The opening invocation to – and quotation from – Sappho prepares us, setting our emotions in question. “Love bitter-sweet.” What does this mean? Is it an observation? A longing? A command? Cynicism?
HD then takes us on a journey which parallels the experience of love from innocence through maturity. Early love is heady, greedy, insecure. It wants to captivate and be captivating, urgently. Yet love eludes these efforts, desperate for the air of freedom essential to its survival: fire is snuffed when deprived of oxygen.
Love responds by “mocking us,” “outdistancing us,” and again, “he mocks.” These little insults add up like a thousand small cuts, frustrating while further urging our ineffectual striving. The “honey and salt” tend so differently to our wounds: one antiseptic; the other stinging.
How interesting that love is a “he.” Is this an allusion to Eros, who is shortly named? A love of H.D.’s? Is love necessarily masculine, or male?
Regardless, the harder love is forced, the further it pulls away. But when imprisoned, it withers like a wild bird caged.
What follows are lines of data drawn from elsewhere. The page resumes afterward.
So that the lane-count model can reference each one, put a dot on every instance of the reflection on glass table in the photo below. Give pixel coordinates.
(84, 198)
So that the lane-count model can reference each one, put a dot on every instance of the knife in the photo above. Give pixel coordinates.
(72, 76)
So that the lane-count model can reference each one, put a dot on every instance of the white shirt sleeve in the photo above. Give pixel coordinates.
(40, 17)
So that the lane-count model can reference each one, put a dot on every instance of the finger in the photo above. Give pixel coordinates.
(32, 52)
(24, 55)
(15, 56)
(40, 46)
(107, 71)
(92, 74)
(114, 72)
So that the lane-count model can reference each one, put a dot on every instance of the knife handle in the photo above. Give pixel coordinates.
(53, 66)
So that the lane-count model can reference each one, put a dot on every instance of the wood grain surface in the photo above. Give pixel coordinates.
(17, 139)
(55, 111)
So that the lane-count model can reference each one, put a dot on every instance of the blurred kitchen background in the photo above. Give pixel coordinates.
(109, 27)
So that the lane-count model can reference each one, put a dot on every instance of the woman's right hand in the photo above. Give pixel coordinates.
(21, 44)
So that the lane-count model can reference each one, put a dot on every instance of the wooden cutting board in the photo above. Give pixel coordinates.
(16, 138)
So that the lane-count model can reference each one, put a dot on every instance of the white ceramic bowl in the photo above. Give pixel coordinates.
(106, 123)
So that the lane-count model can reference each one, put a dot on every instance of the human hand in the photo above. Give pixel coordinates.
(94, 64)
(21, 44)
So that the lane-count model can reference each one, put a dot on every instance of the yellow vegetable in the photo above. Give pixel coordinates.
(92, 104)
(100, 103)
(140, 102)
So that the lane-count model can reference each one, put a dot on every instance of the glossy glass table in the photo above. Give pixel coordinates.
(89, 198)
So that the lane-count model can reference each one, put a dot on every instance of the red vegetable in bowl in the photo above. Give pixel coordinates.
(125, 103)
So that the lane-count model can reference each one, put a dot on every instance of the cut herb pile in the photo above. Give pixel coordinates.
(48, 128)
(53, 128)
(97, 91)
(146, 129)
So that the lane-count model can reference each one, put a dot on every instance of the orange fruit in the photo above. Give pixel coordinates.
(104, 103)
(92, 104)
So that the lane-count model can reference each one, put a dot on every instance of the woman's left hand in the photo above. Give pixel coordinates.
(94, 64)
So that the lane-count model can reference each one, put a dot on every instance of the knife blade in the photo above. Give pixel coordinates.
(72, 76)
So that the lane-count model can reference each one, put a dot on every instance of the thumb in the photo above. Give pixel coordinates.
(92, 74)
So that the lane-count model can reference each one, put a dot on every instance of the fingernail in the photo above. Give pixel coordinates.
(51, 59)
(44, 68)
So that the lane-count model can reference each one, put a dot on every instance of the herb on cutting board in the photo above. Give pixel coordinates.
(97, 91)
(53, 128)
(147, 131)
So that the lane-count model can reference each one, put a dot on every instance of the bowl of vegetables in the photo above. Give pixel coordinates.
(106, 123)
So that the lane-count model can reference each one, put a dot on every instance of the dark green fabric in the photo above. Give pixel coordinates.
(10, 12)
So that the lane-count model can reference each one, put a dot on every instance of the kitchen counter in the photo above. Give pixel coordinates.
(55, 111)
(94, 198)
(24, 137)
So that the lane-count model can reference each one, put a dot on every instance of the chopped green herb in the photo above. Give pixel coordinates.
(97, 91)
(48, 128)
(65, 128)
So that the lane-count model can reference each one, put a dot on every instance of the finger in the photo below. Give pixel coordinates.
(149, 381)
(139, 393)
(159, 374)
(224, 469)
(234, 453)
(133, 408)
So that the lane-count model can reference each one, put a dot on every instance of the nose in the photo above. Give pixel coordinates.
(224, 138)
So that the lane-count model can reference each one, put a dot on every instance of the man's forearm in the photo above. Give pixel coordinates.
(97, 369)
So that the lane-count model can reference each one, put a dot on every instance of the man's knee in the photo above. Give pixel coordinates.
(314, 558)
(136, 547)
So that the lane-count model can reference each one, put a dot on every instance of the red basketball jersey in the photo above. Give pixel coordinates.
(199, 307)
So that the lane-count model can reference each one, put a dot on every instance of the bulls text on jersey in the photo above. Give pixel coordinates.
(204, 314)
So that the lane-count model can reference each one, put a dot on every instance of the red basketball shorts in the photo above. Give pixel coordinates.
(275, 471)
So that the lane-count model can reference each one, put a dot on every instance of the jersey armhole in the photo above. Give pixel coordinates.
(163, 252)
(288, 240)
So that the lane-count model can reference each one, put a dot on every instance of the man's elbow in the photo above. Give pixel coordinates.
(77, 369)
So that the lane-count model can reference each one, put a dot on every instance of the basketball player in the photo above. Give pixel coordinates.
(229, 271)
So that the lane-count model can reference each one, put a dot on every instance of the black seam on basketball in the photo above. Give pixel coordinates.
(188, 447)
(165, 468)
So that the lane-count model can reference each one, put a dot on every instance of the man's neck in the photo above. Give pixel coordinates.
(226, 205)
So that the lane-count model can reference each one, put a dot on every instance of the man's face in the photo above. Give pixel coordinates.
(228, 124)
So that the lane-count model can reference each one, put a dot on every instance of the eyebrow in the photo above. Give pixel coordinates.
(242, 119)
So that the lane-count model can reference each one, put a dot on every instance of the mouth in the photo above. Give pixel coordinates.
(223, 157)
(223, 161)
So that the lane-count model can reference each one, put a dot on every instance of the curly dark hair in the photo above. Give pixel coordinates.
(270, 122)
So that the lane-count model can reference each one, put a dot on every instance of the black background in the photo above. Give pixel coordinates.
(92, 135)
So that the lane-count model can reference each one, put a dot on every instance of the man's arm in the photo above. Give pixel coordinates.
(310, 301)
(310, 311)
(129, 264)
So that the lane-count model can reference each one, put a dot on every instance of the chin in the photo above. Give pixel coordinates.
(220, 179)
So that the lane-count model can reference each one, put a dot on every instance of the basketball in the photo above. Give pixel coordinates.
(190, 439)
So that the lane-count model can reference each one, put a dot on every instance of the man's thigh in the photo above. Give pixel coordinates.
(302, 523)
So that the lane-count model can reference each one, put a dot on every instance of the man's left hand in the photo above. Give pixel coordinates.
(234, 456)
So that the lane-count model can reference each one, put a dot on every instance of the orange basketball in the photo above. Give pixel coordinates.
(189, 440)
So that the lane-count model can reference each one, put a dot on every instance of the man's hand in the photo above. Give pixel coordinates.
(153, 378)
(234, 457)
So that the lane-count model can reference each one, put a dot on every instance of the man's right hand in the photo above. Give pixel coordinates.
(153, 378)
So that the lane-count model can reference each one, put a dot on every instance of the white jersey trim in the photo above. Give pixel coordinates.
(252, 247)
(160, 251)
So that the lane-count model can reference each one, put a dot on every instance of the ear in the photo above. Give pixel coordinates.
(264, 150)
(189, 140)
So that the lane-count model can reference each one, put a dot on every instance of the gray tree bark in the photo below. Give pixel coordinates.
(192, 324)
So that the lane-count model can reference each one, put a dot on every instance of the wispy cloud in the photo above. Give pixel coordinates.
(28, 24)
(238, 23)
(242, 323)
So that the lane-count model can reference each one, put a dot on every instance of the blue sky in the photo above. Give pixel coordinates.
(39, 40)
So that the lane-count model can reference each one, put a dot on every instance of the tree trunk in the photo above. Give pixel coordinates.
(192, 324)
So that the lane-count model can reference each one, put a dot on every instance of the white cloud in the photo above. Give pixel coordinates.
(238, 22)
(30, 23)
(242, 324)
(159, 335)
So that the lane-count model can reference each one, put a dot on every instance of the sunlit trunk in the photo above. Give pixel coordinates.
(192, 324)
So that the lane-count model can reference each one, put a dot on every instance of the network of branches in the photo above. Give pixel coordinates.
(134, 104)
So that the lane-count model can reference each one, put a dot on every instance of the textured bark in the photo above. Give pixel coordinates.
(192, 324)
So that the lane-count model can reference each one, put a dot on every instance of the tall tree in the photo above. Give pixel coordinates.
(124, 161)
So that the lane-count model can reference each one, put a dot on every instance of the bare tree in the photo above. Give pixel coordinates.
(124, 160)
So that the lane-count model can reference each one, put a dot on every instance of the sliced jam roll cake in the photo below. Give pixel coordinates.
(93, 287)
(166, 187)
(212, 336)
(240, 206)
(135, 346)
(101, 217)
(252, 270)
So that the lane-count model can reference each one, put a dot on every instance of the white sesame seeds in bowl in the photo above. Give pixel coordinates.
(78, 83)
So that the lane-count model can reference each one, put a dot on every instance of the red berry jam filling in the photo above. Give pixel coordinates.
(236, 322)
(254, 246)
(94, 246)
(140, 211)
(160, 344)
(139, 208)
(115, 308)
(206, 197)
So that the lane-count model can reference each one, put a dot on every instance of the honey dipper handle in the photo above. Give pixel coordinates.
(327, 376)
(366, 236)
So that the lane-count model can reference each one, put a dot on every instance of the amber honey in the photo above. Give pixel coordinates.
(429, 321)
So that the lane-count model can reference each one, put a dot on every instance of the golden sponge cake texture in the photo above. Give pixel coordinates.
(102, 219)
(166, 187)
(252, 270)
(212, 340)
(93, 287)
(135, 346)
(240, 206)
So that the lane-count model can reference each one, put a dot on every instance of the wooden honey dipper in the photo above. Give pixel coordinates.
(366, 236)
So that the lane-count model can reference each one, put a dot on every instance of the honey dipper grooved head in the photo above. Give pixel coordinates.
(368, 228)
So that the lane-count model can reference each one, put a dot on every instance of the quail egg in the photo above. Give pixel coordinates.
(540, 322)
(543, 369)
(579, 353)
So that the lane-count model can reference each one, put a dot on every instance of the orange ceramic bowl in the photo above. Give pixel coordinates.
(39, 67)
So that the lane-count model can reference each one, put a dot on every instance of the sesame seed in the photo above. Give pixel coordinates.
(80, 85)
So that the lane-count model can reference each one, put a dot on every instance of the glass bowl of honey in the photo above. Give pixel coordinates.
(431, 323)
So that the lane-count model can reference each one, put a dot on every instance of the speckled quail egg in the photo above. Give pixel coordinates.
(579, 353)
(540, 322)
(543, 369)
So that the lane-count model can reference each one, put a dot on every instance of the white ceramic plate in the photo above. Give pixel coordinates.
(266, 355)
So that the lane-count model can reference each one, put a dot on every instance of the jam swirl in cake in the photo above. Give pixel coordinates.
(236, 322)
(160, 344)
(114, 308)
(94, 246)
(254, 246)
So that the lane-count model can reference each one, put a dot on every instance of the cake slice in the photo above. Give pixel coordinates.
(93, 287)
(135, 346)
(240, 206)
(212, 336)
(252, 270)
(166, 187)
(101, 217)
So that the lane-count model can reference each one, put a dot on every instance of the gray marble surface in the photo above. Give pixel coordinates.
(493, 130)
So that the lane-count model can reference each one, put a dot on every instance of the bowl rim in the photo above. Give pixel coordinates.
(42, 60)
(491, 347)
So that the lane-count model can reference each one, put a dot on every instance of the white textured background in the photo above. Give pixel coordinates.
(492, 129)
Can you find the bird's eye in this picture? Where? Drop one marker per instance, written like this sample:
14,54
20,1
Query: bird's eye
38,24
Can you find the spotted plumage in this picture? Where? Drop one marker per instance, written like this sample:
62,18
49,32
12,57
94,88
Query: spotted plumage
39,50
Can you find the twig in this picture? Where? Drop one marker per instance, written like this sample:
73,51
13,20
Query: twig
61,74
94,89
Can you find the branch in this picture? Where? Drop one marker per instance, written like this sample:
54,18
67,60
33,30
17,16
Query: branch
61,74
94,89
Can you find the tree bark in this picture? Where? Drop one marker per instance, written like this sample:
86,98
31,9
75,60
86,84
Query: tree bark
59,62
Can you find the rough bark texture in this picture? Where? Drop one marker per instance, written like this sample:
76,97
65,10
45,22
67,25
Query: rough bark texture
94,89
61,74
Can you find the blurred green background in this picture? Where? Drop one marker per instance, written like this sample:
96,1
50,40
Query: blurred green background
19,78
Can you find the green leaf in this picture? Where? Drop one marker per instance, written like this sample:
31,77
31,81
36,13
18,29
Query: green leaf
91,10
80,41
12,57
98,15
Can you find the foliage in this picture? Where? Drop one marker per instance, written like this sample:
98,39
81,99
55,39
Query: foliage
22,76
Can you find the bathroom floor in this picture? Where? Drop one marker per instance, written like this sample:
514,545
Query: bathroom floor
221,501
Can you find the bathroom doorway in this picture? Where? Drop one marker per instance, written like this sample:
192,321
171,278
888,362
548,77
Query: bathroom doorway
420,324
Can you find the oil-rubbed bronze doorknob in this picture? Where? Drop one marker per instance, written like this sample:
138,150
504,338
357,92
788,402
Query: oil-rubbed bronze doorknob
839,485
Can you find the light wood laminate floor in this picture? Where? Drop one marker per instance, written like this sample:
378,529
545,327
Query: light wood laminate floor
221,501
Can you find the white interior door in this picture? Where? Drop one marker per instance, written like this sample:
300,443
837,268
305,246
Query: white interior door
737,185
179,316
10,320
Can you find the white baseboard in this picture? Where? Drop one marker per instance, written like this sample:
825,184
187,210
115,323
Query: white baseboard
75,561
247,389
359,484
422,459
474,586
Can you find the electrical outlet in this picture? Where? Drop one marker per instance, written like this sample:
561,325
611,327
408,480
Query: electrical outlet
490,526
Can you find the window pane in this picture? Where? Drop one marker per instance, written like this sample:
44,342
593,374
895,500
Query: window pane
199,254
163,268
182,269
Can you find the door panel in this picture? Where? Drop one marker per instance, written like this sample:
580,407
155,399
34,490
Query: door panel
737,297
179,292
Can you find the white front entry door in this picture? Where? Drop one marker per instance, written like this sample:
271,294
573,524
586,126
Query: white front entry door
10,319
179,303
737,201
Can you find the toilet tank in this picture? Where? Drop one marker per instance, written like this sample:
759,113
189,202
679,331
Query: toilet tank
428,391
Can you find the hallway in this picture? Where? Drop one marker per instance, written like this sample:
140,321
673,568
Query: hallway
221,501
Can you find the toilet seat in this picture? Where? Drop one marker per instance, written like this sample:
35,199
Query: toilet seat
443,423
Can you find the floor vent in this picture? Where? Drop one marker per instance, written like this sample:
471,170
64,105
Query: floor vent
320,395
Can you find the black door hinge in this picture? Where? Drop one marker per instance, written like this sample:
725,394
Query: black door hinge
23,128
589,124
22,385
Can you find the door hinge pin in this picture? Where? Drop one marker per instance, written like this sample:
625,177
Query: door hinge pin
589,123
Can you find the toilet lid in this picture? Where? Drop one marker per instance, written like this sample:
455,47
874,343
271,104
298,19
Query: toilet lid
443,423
Ephemeral and impossible to possess, love loses its allure when trapped. Its form is mutable, slipping away both from a grasp or in it.
That love leaves keeps alive the longing, the effort. Love cannot bear complacency just as it rejects confinement. It is active, adventurous, demanding our growth.
But “which is more sweet,” the sweet or the bitter? A pinch of salt in the baking heightens the sense of sweetness, without any objective change. Bitterness improves the perception of sweetness.
The passage of a soul through “darkness” is a common trope for growth, and mature love offers no escape from such anguish: the anguish of a cracked, false fragility, the breaking of a shell that reveals a luminous and resilient pearl.
Anguish cracks open new depths within us, and it is the only way to reveal the gem, the strong inner core. Like a kind of inverse Pandora’s box, bitterness is accompanied by assurance, confidence, peace, and acceptance that love, “stands…over us,” ever present, all-embracing, an invisible but constant protective force. There is no need to imprison, for love is always above us and all around.